Le gouverneur assembla un conseil de guerre, on y délibéra sur l’état de la colonie, on rédigea un projet de capitulation, et puis on fit proposer aux conquérants un armistice d’un mois. L’armistice fut refusé, mais les articles de la capitulation furent tous acceptés ; sauf les deux qui demandaient la neutralité perpétuelle des Canadiens et les honneurs de la guerre pour les troupes françaises.
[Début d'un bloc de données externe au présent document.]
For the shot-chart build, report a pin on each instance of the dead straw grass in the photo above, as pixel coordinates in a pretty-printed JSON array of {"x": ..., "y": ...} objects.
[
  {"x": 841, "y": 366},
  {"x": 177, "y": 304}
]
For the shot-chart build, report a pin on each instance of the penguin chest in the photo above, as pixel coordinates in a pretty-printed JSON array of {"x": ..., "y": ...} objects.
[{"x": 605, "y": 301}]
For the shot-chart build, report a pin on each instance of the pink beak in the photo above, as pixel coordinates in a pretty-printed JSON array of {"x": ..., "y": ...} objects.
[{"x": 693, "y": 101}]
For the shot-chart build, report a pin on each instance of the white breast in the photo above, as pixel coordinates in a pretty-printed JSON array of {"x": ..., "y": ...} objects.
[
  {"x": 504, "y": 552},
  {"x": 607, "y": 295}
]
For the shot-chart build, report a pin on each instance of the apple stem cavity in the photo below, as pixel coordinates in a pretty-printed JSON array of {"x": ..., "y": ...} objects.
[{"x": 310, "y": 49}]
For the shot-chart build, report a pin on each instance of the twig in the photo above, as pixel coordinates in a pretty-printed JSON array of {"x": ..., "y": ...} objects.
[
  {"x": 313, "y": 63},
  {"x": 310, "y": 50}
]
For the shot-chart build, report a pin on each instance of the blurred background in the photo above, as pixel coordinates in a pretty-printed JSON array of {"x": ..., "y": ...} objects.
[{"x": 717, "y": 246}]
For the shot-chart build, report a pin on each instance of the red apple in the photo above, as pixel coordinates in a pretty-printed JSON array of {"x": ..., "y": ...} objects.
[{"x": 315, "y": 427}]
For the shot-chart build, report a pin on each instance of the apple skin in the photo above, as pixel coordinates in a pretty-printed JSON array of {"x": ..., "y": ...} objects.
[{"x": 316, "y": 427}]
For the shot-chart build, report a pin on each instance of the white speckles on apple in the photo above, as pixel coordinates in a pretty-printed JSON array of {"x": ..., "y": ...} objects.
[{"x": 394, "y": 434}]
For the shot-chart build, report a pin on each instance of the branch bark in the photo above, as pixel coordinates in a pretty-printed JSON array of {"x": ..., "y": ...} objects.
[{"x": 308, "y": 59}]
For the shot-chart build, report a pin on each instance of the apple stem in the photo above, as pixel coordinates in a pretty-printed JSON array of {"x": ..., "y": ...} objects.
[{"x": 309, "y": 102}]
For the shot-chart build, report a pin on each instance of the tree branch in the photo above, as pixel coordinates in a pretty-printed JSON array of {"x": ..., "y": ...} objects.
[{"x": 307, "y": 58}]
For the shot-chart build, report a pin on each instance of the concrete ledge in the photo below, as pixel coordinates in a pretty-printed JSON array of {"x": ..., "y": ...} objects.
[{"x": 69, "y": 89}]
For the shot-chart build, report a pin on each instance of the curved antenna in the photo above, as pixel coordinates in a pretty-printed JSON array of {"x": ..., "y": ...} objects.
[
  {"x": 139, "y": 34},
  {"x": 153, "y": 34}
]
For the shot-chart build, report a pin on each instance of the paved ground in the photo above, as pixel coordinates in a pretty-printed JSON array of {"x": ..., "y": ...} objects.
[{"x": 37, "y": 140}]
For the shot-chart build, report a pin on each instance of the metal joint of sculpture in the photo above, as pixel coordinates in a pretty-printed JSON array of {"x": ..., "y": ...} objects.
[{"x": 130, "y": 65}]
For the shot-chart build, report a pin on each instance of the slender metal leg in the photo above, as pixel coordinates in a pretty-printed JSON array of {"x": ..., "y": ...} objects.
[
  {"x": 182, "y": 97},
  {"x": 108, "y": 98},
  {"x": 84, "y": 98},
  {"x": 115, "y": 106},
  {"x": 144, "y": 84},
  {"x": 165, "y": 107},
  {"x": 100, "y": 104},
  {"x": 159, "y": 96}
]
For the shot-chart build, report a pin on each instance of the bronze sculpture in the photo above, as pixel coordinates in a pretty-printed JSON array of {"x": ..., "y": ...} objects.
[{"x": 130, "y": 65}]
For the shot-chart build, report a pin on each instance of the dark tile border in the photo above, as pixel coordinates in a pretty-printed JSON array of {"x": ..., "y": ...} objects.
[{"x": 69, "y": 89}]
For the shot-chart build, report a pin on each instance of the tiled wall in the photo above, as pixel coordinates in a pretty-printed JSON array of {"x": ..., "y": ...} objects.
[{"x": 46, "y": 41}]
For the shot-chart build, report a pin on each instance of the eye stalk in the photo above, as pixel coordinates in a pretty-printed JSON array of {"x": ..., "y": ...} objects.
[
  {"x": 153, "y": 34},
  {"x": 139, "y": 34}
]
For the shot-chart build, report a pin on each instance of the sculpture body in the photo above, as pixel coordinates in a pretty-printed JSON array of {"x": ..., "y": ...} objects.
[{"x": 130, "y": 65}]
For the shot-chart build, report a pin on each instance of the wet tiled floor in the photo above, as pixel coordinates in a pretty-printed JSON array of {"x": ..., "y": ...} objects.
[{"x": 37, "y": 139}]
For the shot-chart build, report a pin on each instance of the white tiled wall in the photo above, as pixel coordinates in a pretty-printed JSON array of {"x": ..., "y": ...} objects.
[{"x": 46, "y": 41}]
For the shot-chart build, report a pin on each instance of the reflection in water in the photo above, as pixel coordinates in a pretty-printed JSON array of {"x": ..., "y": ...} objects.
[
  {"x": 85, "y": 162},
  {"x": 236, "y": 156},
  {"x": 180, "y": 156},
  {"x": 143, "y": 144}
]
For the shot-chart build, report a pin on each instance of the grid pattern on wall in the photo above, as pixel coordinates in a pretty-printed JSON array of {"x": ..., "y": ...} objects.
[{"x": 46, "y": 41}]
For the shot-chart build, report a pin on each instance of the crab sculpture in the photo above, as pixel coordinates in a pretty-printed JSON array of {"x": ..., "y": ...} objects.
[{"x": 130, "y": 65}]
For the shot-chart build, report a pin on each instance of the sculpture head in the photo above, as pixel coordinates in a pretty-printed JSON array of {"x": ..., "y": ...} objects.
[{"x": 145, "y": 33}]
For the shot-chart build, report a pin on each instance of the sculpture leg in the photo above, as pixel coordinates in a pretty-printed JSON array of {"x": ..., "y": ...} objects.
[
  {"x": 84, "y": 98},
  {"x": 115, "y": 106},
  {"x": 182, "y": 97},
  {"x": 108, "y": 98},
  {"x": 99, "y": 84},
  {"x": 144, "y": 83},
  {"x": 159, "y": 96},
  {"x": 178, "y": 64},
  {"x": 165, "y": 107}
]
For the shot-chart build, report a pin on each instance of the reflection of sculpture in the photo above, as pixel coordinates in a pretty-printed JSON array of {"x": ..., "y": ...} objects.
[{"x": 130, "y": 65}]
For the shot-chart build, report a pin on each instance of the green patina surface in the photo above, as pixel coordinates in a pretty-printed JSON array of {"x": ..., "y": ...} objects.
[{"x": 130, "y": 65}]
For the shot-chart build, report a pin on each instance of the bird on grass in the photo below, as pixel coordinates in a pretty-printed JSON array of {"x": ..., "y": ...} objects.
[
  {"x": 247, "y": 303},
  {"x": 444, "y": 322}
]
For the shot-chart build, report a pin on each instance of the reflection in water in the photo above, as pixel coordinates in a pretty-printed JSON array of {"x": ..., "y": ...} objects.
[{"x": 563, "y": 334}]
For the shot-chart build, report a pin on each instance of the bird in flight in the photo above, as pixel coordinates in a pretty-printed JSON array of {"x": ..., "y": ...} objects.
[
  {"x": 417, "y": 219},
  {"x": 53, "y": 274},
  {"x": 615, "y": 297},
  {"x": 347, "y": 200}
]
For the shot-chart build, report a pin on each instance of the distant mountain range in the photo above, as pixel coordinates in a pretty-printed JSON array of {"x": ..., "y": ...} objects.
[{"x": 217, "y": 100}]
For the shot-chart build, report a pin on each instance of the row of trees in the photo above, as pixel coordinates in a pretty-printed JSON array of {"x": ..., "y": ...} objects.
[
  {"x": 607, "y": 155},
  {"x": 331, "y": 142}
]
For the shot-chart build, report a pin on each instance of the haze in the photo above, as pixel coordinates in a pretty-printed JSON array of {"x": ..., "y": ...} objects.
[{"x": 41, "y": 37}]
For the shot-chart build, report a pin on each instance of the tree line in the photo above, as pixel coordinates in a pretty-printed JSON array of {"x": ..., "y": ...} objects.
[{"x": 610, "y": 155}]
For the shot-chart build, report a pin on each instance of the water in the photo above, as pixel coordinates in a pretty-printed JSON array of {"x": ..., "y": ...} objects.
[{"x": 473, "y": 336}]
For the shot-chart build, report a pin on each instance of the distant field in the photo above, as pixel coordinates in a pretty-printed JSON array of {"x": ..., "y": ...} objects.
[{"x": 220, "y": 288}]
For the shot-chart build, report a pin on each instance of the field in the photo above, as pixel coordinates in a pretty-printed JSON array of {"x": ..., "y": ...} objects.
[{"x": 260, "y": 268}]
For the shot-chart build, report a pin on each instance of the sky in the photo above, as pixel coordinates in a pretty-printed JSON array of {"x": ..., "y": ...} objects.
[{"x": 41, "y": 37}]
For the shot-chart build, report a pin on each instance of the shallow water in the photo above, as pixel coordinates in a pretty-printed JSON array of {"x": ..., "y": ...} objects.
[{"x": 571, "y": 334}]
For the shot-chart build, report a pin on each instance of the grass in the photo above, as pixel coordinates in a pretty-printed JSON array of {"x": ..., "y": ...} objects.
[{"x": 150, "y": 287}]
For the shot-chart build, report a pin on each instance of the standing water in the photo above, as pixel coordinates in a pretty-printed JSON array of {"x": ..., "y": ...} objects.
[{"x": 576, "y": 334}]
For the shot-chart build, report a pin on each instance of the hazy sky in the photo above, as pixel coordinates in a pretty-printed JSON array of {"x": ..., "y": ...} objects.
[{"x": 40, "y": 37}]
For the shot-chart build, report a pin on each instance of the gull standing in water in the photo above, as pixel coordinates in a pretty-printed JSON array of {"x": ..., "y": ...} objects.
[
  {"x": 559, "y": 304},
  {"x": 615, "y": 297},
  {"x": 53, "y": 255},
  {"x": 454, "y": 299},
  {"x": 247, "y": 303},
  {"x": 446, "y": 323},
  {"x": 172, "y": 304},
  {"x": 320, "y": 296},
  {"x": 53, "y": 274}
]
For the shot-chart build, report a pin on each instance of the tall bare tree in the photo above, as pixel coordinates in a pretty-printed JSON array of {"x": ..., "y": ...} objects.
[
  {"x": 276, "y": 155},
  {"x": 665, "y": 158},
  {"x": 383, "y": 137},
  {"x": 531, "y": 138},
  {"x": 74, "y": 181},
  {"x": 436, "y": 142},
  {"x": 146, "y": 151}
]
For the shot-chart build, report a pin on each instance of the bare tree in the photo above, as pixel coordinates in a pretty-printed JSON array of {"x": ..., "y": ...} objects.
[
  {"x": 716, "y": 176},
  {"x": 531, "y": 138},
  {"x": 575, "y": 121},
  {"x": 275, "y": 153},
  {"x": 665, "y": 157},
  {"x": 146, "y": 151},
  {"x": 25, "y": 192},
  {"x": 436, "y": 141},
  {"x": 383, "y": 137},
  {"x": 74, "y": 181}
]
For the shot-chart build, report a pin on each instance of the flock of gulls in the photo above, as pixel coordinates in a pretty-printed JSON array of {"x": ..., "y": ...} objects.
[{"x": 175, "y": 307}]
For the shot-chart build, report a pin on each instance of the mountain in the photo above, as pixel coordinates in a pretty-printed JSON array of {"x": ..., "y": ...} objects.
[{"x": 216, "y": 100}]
Lévis, en apprenant ce refus, se leva indigné : il avait bien mérité les honneurs du soldat, celui-là ! Il voulut aller se réfugier sur la petite île Ste.-Hélène et s’y faire ensevelir avec le drapeau de la France. C’était un acte de désespoir, qui exposait à la vengeance du vainqueur les habitants restés à sa merci ; M. de Vaudreuil et les autres trouvèrent plus humain d’accepter une humiliation qui assurait d’ailleurs à la colonie des conditions passables si elles étaient sincèrement accordées.

Le 8 septembre, l’acte de capitulation fut signé, et les Anglais entrèrent dans la ville.

Il n’y avait plus de Nouvelle-France ; près de deux siècles de sacrifices et de combats étaient perdus !…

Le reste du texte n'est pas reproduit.